Une dérogation majeure au droit actuel

Une dérogation majeure au droit actuel - Sécurisation de l'emploi : article quatre

À l’instar de mes collègues qui sont déjà intervenus sur l’article 4, je voudrais vous faire part de mes réserves et de mes interrogations, notamment sur les modalités de mise en œuvre de cet article et plus particulièrement pour ce qui est du recours à l’expertise, ainsi que sur la mise en place d’une coordination des comités d’hygiène, de sécurité et des conditions de travail, les CHSCT.

En effet, la rédaction de l’article L. 2323-7-1 du code du travail, telle qu’elle résulte de cet article, et conformément à l’ANI, offre la faculté au comité d’entreprise de recourir à l’assistance d’un expert-comptable en vue de l’examen des orientations stratégiques de l’entreprise. Le verbe « offrir » n’est pas sans doute pas des plus heureux pour parler de cette disposition, dans la mesure où l’article 4 prévoit, en son alinéa 14, que ce recours à un expert-comptable repose en partie sur les capacités financières du comité d’entreprise, qui devra financier, sauf accord plus favorable, 20 % des frais liés à cette expertise.

Il s’agit d’une dérogation majeure au droit actuel, dans lequel le recours à un expert par le CE pour l’aider dans son examen du PSE est intégralement pris en charge par l’employeur. Qui plus est, il convient de préciser que cette participation est due à chacune des expertises. Aussi, les CE qui éprouveraient le besoin de solliciter deux soutiens dans la même année devraient y consacrer près de la moitié de leur budget. Cette contrainte financière constitue une entrave notable à ce que vous nous présentez, monsieur le ministre, comme constituant un nouveau droit.

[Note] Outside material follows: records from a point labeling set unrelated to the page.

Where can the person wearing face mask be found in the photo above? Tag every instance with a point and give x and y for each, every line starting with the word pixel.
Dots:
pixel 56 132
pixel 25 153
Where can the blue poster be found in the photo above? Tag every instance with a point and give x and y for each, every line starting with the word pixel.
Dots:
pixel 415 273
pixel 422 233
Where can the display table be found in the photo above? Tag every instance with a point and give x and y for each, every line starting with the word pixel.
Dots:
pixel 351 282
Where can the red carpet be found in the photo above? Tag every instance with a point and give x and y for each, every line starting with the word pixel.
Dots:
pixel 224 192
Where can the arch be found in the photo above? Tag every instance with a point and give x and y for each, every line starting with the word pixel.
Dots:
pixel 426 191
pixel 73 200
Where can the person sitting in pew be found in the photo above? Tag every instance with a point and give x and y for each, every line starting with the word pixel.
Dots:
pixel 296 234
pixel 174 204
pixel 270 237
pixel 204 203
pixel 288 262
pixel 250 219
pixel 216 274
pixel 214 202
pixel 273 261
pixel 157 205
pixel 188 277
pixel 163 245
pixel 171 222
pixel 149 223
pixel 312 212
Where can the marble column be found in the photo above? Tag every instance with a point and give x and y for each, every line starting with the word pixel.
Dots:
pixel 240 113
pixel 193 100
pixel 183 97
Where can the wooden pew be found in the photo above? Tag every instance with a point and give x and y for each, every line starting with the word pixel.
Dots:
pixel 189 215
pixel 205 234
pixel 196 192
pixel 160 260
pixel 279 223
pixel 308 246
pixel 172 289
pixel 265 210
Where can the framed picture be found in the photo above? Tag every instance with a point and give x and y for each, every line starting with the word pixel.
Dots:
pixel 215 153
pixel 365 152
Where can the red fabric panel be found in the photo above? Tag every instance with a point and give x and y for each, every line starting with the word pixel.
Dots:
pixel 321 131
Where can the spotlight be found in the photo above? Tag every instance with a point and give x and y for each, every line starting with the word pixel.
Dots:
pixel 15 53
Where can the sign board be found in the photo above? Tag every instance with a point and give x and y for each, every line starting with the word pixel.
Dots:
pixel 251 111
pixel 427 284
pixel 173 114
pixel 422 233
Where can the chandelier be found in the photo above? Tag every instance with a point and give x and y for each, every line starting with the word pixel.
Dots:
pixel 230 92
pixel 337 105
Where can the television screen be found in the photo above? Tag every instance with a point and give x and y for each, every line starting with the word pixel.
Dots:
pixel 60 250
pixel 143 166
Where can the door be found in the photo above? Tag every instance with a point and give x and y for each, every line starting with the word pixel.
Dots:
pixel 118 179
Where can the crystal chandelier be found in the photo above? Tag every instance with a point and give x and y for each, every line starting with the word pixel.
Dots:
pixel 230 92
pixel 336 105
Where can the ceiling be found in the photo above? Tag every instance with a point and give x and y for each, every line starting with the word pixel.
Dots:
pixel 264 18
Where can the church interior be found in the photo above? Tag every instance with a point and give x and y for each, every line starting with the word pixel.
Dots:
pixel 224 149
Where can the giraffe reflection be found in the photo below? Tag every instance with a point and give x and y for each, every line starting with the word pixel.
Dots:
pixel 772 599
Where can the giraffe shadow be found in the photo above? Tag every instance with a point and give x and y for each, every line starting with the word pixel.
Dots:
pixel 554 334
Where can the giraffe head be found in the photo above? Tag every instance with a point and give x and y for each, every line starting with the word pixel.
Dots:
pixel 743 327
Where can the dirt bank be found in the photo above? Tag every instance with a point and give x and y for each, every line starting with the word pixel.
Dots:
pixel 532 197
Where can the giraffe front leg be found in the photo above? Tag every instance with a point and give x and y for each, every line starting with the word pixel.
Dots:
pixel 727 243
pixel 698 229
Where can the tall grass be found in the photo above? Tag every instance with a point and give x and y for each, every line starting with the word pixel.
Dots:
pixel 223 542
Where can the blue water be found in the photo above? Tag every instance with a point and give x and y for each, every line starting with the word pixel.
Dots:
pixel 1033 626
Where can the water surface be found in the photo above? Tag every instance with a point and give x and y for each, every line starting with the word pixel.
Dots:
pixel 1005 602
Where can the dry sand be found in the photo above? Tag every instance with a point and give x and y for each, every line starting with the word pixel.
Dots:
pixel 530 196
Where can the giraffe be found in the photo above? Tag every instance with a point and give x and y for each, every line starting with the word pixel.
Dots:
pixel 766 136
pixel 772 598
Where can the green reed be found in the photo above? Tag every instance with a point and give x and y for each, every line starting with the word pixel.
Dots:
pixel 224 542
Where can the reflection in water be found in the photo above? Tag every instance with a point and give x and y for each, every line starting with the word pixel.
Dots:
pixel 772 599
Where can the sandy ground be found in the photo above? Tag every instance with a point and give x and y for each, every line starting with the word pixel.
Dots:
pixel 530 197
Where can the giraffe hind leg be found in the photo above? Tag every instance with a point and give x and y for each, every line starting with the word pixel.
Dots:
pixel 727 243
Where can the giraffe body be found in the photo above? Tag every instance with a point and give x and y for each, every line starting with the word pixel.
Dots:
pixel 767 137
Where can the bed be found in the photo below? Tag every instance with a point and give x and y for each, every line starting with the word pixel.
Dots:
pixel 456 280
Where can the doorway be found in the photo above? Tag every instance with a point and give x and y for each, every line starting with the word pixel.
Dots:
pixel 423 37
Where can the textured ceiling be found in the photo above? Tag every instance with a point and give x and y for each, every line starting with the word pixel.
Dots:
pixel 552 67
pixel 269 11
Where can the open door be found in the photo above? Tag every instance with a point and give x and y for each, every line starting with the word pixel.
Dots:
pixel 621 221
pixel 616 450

J’y vois, pour ma part, l’œuvre du MEDEF, qui perçoit dans cette obligation de financement partiel par le CE, l’expression des craintes infondées qu’il nourrit à leur encontre. Sans doute a-t-il peur que les CE ne fassent se succéder les demandes d’expertises, ce qui pourrait coûter cher aux employeurs. Il choisit donc d’imposer cette solution.

Cette approche n’est pas la nôtre, et nous faisons grande confiance aux salariés qui représentent leurs collègues dans les instances représentatives. Nous savons qu’ils font preuve de responsabilité, raison pour laquelle nous proposons que ce recours à l’expertise soit intégralement financé par l’employeur.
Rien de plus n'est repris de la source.